União deve indenizar servidor atacado por cães em fiscalização

A cessão de um servidor não rompe sua relação funcional com o órgão de origem. Assim, a instituição que cedeu o funcionário pode figurar no polo passivo da ação de reparação decorrente de acidente de trabalho.

cão de guarda portãoMagnific
Atividade do servidor público exige ingresso em residências particulares

Com esse entendimento, a 2ª Turma do Tribunal Regional Federal da 1ª Região manteve a condenação da União para indenizar por danos materiais e morais um servidor público que foi atacado por cães de guarda durante o exercício de suas atribuições em fiscalização sanitária residencial, sofrendo amputação do dedo da mão.

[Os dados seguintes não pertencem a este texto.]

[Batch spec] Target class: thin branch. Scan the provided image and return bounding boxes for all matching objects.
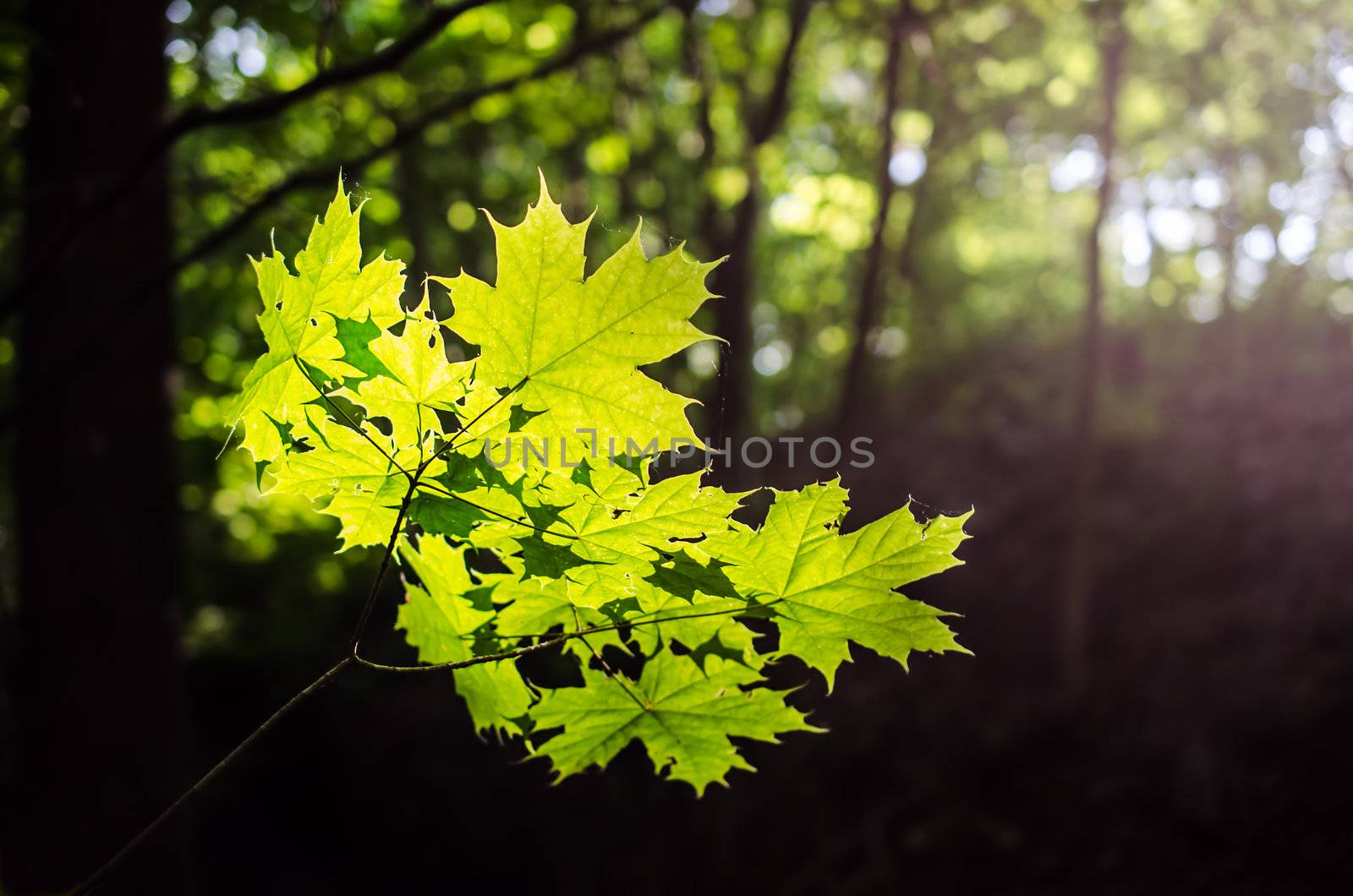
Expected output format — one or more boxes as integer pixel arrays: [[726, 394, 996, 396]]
[[291, 355, 422, 484], [349, 635, 570, 673], [0, 7, 665, 432], [0, 0, 489, 329], [70, 657, 353, 896], [572, 605, 654, 712], [349, 477, 418, 657]]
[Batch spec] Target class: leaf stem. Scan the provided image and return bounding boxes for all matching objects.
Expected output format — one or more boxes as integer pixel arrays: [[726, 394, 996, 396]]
[[349, 477, 418, 658], [70, 657, 353, 896]]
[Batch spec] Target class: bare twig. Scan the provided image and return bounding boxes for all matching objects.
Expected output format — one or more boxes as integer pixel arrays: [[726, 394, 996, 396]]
[[70, 657, 353, 896], [0, 7, 663, 432], [0, 0, 497, 320]]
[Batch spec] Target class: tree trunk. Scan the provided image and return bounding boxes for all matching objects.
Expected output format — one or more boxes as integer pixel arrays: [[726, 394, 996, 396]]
[[712, 0, 812, 451], [3, 0, 187, 893], [836, 0, 911, 432], [1062, 12, 1125, 693]]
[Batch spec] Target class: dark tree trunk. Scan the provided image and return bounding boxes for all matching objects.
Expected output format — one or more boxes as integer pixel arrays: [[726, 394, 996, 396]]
[[3, 0, 187, 893], [712, 0, 813, 451], [836, 0, 911, 432], [1062, 12, 1125, 693]]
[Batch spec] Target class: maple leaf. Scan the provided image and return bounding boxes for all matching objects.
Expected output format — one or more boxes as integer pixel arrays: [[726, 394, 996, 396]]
[[431, 176, 717, 463], [395, 538, 532, 734], [706, 480, 972, 686], [532, 651, 820, 795], [227, 182, 967, 793], [228, 183, 404, 462]]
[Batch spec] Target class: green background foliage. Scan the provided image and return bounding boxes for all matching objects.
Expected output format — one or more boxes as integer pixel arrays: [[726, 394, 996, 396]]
[[0, 0, 1353, 892]]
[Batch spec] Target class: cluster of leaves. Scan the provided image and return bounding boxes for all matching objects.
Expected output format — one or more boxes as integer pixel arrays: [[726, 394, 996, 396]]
[[234, 182, 966, 792]]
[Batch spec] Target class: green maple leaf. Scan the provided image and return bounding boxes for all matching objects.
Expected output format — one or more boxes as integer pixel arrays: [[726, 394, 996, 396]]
[[347, 295, 474, 446], [709, 482, 972, 686], [230, 184, 404, 462], [433, 178, 715, 463], [234, 182, 967, 793], [532, 651, 817, 795], [269, 426, 418, 551], [395, 538, 532, 734]]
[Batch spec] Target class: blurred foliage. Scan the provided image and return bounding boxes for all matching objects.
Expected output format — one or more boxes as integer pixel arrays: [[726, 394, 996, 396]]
[[0, 0, 1353, 660]]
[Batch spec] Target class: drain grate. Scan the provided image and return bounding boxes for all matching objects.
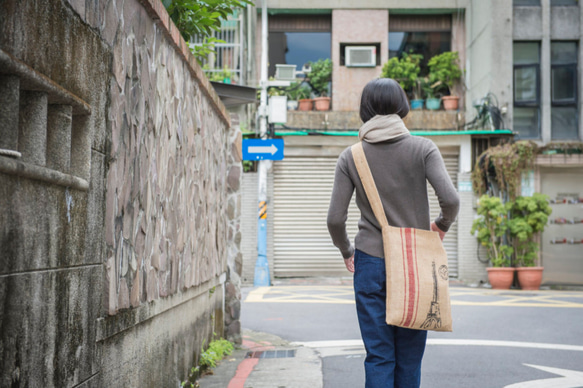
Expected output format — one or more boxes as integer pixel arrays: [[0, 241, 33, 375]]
[[245, 349, 296, 358]]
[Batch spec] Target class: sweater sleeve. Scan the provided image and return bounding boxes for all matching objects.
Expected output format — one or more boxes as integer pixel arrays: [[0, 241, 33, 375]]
[[328, 150, 354, 259], [425, 143, 460, 232]]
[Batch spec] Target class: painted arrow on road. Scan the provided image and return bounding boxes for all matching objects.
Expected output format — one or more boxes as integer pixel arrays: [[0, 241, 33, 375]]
[[504, 364, 583, 388], [248, 144, 277, 155]]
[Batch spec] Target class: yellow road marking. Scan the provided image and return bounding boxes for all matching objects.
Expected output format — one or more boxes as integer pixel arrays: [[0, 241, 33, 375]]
[[245, 285, 583, 308]]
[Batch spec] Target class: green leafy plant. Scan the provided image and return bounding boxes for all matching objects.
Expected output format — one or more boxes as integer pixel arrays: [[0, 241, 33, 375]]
[[267, 87, 285, 97], [162, 0, 253, 58], [181, 333, 234, 388], [285, 82, 312, 101], [202, 65, 233, 83], [508, 193, 552, 267], [381, 53, 424, 99], [471, 195, 513, 267], [472, 142, 538, 201], [427, 51, 462, 94], [308, 59, 332, 96], [199, 338, 233, 369]]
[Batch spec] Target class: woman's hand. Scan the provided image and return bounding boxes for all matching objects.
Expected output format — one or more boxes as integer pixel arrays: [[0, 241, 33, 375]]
[[344, 255, 354, 273], [434, 222, 445, 241]]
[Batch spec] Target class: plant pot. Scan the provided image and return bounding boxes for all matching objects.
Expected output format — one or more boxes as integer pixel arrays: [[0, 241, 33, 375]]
[[516, 267, 544, 290], [314, 97, 330, 110], [441, 96, 460, 110], [298, 98, 313, 110], [486, 267, 514, 290], [425, 98, 441, 110], [411, 100, 425, 109]]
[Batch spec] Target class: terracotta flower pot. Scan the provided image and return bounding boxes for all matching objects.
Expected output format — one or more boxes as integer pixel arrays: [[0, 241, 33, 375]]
[[425, 98, 441, 110], [314, 97, 330, 110], [441, 96, 460, 110], [516, 267, 544, 290], [486, 267, 514, 290], [298, 98, 313, 110]]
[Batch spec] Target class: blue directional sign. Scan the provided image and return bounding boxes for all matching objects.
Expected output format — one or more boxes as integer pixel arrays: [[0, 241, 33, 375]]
[[243, 139, 283, 160]]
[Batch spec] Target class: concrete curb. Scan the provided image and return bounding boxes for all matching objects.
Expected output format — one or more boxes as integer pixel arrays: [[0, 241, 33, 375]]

A Fundação Nacional de Saúde (Funasa) apelou da sentença da 2ª Vara Federal da Subseção Judiciária de Imperatriz (MA), que condenou a ré ao pagamento de R$ 15 mil por danos morais e de R$ 10 mil por danos estéticos, com incidência de correção monetária e juros. 

O juízo concluiu que o servidor estava cedido ao estado do Maranhão, a quem caberia zelar por suas condições de trabalho, e que o evento decorreu por culpa exclusiva de terceiro, o dono dos animais.

Ao analisar o caso, porém, o relator, desembargador federal João Luiz de Sousa, observou que o vínculo do autor permaneceu com a Funasa.

Acidente de serviço

Segundo o magistrado, o evento se qualifica como acidente de serviço “atrelado ao risco da atividade desempenhada”. O servidor exercia a função de agente no Programa de Monitoramento de Leishmaniose, trabalho que exige o ingresso em residências particulares.

“Ao ingressar no imóvel para o cumprimento de seu dever legal, a exposição a cães de guarda configura um fortuito interno, intimamente ligado aos riscos da atividade de fiscalização sanitária”, destacou o desembargador.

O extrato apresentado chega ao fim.